Die millionenfache Verbreitung der Kunde vom Übermenschen und seinem erlösenden Willen zur Macht wird neben den verheerenden Zerstörungen des Ersten Weltkrieges Nikolaj Velimirovic (1881 – 1956) angeregt haben, diesem Übermenschen und seinem unbedingten Machtwillen mit seinem Werk Worte über den Allmenschen einen orthodox-christlichen Gegenentwurf entgegenzuhalten.
Der reichbegabte, mehrsprachige Velimirovic, seit 1920 Bischof von Ohrid, war dank seiner Belesenheit und zahlreicher Studienaufenthalte an den geistigen Zentren Europas ein profunder Kenner der Philosophie und der Literatur seiner Gegenwart. Zwar sah Velimirovic wie Nietzsche überdeutlich, daß die bestehende Welt im argen liegt, doch deutet er als orthodoxer Christ diesen Zustand völlig anders als der lutherisch geprägte Nietzsche. Die Welt mag ächzen und wie in Wehen liegen, aber sie liegt eben nur in Wehen und nicht in Agonie.

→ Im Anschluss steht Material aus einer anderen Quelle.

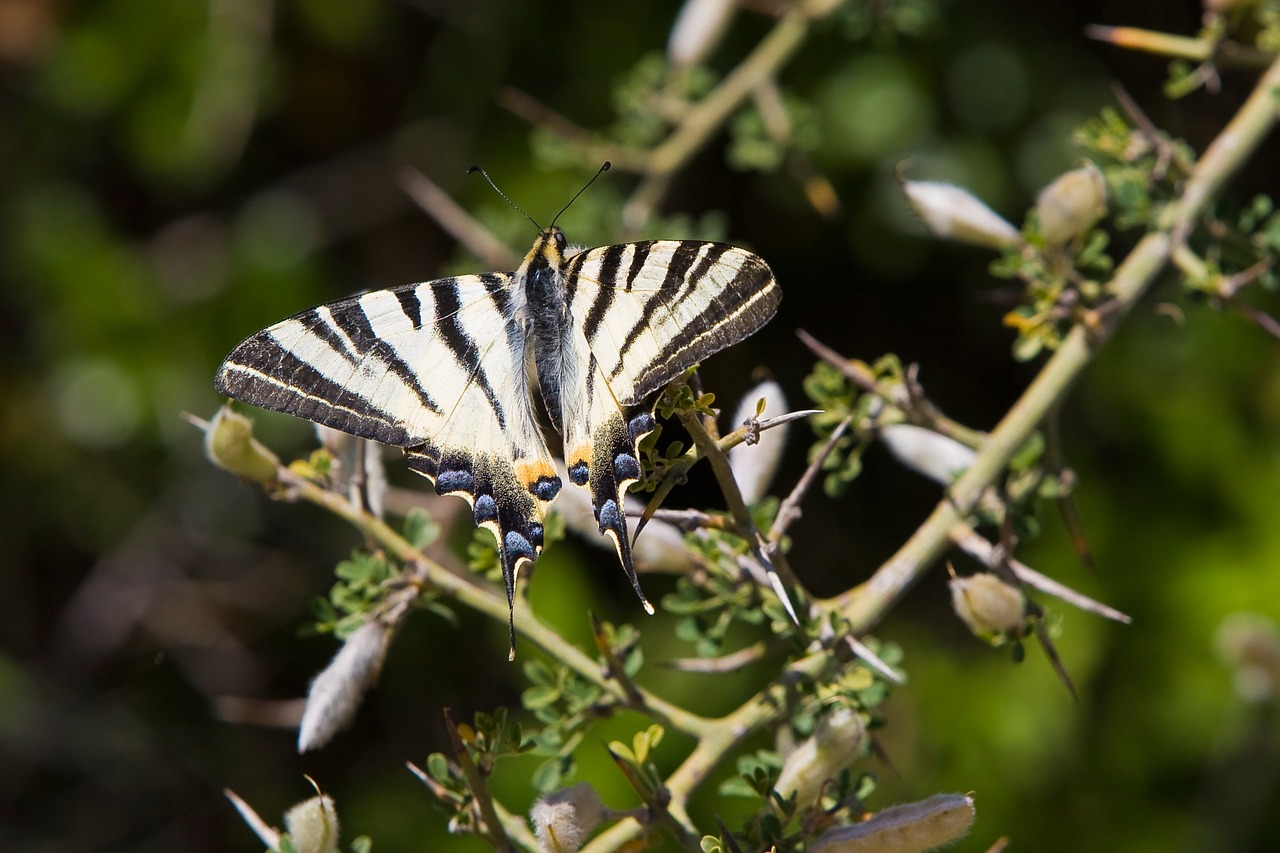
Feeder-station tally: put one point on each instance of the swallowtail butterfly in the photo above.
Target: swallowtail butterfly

So läßt Velimirovic den schwarzen Raben Ananda in märchenhaften, zuweilen surrealen Bildern die Welt in ihrer ganzen Fülle durchwandern und das Leben und Weben aller Kreatur, die ihm auf seinen zahllosen Wegen begegnet, betrachten. Der schwarze Rabe nimmt das Sein und das Leiden der Geschöpfe nicht bloß nüchtern wahr, sondern nimmt in seinem Willen zum echten Verständnis, manchmal bis zur Identifikation, auch zutiefst Anteil daran. Velimirovics Ananda ist nicht so sehr ein Intellektueller, der sich aus der luftigen Höhe der Theorie belehrend an sein Publikum richtet, sondern eher ein brüderlicher Nächster, der sich das Erleben der anderen zu eigen gemacht hat und wohl weiß, wovon er spricht, wenn er wie zum Trost den Allmenschen verkündet.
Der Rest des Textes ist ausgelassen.